3 minute read

LLMs are now pretty mainstream. You’re probably using them every day in some form or another. They have also probably been your doorway to AI. If you’ve spent any time with LLMs like ChatGPT, at some point your experience probably went through the following emotional stages:

  1. Amazement:This is incredible. Life just got easier. It can literally do anything.
  2. Confusion:Wait, what’s happening? The responses are off, repetitive, or totally drifting.
  3. Frustration:This is trash. It forgets everything, goes off-topic, contradicts itself, or just hallucinates.
  4. Denial:AI is over-hyped. It’s not what they claim. It’s making things worse. Maybe Model X is better than Model Y.

Here’s the deal, though. Most of that frustration comes from not truly understanding how tokens and context windows work. This applies across the board, whether you’re using GPT-4, Claude, Gemini, or platforms like ChatGPT, Cursor, or Windsurf.

What’s a Token?

A token is how a model breaks down your prompt to process it. According to OpenAI, roughly one token equals about four characters of English text, but it varies. Words, punctuation, spaces, and special characters all count. For example, “ChatGPT is great!” breaks down into six tokens: [“Chat”, “_ G”, “PT”, “_ is”, “_ great”, “!”]. Sometimes even a period or space can be its own token, depending on the tokenizer.

So, Why Does This Matter?

Every model has a context window, its working memory. This isn’t its knowledge base; it’s the maximum number of tokens (input + output + system prompts) the model can “remember” at one time.

Think of it like a water glass. If the context window is 100 ml water and each token is 1 ml water drops, that water glass can only hold 100 tokens. As you add tokens, you get closer to the limit. When you hit the ceiling, the model starts forgetting earlier parts of the conversation, loses coherence, or just starts hallucinating.

At the jump, the glass is empty—that’s the “amazement” phase. As the conversation flows, tokens fill it up. Nearing the top, “confusion” creeps in. Once it’s practically full, you hit “frustration”: you’re repeating context, correcting drift, fighting hallucinations. When it overflows, you’re in “denial”, often without even realizing the model simply hit its memory cap.

A Few Technical Clarifications:

  • The context window is measured in tokens, not words or characters.
  • Your prompt (input) and the model’s response (output) both count towards the token limit.
  • System prompts (those instructions running in the background) also eat into the limit.
  • Most current LLM context windows range from 16k tokens (GPT-3.5 Turbo) to 128k (GPT-4) or 200k (Claude 3.7). Some, like Gemini 2.5, claim up to 1 to 2 million tokens, but real-world limits can differ.
  • For different applications or variations of a model (e.g., Cursor or GPT-4o), output is typically capped (e.g., at 4k tokens), even if the overall context window is much larger.
  • When nearing the limit, models might try to compress or summarize earlier conversation, but this is always lossy. The more you pack that window, the higher the chance the model loses track, forgets context, or hallucinates.

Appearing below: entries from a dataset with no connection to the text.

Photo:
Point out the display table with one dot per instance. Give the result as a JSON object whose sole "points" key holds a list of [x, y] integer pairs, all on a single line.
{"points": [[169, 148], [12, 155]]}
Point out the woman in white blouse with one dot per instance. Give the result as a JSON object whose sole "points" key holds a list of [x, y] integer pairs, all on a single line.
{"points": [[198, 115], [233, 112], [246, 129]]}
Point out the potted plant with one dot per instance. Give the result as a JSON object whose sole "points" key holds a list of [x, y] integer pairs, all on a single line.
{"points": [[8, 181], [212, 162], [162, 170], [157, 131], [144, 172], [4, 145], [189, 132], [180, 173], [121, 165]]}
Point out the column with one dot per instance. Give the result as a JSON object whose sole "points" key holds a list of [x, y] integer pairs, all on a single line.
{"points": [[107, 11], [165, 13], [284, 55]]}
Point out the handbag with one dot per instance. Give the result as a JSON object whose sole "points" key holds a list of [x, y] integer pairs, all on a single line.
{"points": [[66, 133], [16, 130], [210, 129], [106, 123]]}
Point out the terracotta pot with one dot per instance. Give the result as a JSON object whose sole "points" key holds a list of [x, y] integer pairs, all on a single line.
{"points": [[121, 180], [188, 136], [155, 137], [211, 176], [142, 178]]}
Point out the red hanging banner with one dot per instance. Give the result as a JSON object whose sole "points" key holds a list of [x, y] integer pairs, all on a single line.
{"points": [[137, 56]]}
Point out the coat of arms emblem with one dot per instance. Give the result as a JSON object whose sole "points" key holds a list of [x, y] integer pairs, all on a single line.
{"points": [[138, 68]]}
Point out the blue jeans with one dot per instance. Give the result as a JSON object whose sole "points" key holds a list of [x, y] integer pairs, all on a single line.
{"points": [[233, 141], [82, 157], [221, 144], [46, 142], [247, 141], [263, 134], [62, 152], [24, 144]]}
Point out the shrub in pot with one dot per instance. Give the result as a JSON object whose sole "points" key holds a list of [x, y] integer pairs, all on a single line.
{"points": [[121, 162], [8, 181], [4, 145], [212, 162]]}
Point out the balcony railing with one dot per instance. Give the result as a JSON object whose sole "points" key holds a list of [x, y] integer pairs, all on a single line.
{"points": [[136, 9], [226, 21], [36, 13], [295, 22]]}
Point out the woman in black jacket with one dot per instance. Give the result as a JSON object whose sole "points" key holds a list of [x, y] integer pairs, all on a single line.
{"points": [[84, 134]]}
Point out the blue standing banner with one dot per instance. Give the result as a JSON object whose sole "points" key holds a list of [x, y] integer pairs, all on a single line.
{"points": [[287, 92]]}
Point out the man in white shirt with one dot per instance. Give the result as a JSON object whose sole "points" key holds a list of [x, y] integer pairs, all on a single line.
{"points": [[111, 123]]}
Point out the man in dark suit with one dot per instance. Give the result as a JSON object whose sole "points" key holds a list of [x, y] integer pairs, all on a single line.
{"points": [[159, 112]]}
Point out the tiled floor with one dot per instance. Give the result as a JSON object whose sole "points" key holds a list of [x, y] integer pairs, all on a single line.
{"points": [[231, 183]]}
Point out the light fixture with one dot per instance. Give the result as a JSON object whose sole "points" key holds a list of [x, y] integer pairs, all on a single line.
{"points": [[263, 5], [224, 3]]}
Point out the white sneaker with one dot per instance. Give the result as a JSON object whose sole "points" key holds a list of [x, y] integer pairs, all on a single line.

Everything counts toward the token limit: your prompt, the model’s response, and those hidden system prompts. If your prompt’s too long, or the model gets too chatty, you’re gonna hit problems.

This is a core principle in prompt engineering. There’s way more to unpack, like system vs. user prompts, different prompt strategies, and temperature settings, which I’ll dig into in future posts.

With AI growing so fast and hyped-up ideas like Model Context Protocols (MCP), RAG, and agent frameworks flying around, it’s easy to get swept up. But understanding the basics, like tokens and context, is absolutely essential.

LLMs are just one piece of the AI puzzle. They matter, for sure, but there’s a much bigger picture out there.

References

  • Kolena. “LLM Context Windows: Why They Matter and 5 Solutions for Context Limits.” Kolena Guides.
  • DEV Community. “Context Windows in Large Language Models.” DEV.to. Raga.ai. “Solving LLM Token Limit Issues: Understanding and Approaches.” Raga Blog.